Hurricane Preparedness - Family Plan in case of a hurricane

Have a family discussion about the types of hazards that could affect your family with a hurricane. Know your home's vulnerability to storm surge, flooding and tornadoes spawned by the hurricane and accompanying winds.
Locate a safe room or the safest areas in your home for each hurricane hazard. In certain circumstances the safest areas may not be in your home but within your community. Make sure to discuss this with all members of your household.
Sit down as a family and determine escape routes from your home and places to meet. These should be measured in tens of miles rather than hundreds of miles.
Have an out-of-state friend as a family contact, so all your family members have a single point of contact. Make sure that each household family member has this contact information.
Make a plan now for what to do with your family pets if you need to evacuate.
Post emergency telephone numbers by your phones and make sure your children know how and when to call 911.
Check your insurance coverage - flood damage is not usually covered by homeowners insurance.
Stock non-perishable emergency supplies and a Disaster Supply Kit.
Use a NOAA weather radio. Remember to replace its battery every 6 months, as you do with your smoke detectors.
Take First Aid, CPR and disaster preparedness classes.

Have a place to go
Make sure you develop a family hurricane preparedness plan before an actual storm threatens your area. If your family hurricane preparedness plan includes evacuation to a safer location for any of the reason, then it is important to consider the following points:
If ordered to evacuate, do not wait or delay your departure.
If possible, leave before local officials issue an evacuation order for your area. Even a slight delay in starting your evacuation will result in significantly longer travel times as traffic congestion worsens.
Select an evacuation destination that is nearest to your home, preferably in the same county, or at least minimize the distance over which you must travel in order to reach your intended shelter location.
In choosing your destination, keep in mind that the hotels and other sheltering options in most inland metropolitan areas are likely to be filled very quickly in a large, multi-county hurricane evacuation event.
If you decide to evacuate to another county or region, be prepared to wait in traffic.
The large number of people who must evacuate during a hurricane will probably cause massive delays and major congestion along most designated evacuation routes; the larger the storm, the greater the probability of traffic jams and extended travel times.
If possible, make arrangements to stay with the friend or relative who will not have to evacuate who resides closest to your home.
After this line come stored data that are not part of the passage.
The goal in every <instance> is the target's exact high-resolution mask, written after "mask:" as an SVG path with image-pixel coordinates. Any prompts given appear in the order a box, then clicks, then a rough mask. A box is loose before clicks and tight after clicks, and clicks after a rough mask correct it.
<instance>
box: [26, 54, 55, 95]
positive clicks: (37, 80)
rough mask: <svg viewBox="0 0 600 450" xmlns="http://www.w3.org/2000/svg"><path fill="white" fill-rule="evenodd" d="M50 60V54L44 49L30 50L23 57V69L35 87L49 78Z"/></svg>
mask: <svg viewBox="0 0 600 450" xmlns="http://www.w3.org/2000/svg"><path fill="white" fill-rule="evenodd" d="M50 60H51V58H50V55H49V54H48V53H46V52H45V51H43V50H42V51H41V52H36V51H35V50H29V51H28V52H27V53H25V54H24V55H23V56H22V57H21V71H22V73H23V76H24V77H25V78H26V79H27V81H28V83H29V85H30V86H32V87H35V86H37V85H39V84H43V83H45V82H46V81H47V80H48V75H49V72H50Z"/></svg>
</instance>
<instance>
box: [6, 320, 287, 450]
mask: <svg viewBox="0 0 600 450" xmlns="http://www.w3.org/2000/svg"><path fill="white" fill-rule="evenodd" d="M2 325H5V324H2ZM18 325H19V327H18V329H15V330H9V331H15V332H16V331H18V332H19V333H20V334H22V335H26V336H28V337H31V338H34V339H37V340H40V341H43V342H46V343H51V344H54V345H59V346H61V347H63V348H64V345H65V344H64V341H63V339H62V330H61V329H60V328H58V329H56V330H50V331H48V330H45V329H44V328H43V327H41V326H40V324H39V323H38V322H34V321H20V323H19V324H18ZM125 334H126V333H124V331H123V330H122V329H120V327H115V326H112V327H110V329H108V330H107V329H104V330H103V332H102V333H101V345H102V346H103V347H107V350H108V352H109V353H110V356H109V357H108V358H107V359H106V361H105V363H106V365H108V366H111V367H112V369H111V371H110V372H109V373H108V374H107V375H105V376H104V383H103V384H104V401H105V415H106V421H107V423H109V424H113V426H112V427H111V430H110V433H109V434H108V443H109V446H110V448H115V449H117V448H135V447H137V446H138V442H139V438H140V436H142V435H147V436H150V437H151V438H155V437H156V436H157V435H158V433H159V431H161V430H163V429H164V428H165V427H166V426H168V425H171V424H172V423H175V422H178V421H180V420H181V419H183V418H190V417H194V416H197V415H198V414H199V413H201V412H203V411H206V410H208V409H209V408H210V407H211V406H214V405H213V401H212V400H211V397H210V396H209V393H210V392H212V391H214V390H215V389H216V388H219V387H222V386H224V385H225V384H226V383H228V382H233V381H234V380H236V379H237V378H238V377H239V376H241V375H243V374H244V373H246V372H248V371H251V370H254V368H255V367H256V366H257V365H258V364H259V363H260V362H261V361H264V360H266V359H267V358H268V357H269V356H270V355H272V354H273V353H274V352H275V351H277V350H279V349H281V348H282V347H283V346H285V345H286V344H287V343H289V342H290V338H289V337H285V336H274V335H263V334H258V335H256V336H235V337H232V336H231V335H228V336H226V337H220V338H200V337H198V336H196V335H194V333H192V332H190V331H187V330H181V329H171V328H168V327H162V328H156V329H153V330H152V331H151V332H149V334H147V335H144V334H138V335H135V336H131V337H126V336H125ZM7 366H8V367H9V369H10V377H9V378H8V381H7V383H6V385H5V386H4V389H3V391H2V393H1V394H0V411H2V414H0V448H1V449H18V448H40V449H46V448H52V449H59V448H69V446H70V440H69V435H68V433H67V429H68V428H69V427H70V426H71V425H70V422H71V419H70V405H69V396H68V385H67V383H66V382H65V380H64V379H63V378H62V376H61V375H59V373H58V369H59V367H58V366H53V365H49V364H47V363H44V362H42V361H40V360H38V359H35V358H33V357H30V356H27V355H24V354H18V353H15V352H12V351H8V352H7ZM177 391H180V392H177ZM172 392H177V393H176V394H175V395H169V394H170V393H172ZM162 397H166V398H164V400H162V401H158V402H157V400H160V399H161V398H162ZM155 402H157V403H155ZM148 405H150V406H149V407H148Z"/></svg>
Discuss with your intended host the details of your family evacuation plan well before the beginning of the hurricane season each year.
If a hotel or motel is your final intended destination during an evacuation, make reservations before you leave.
Most hotel and motels will fill quickly once evacuations begin. The longer you wait to make reservations, even if an official evacuation order has not been issued for your area or county, the less likely you are to find hotel/motel room vacancies, especially along interstate highways and in major metropolitan areas.
If you are unable to stay with friends or family and no hotels/motels rooms are available, then as a last resort go to a shelter.
Remember, shelters are not designed for comfort and do not usually accept pets. Bring your disaster supply kit with you to the shelter. Find Pet-Friendly hotels and motels if you have pets.

Make sure that you fill up your car with gas, before you leave!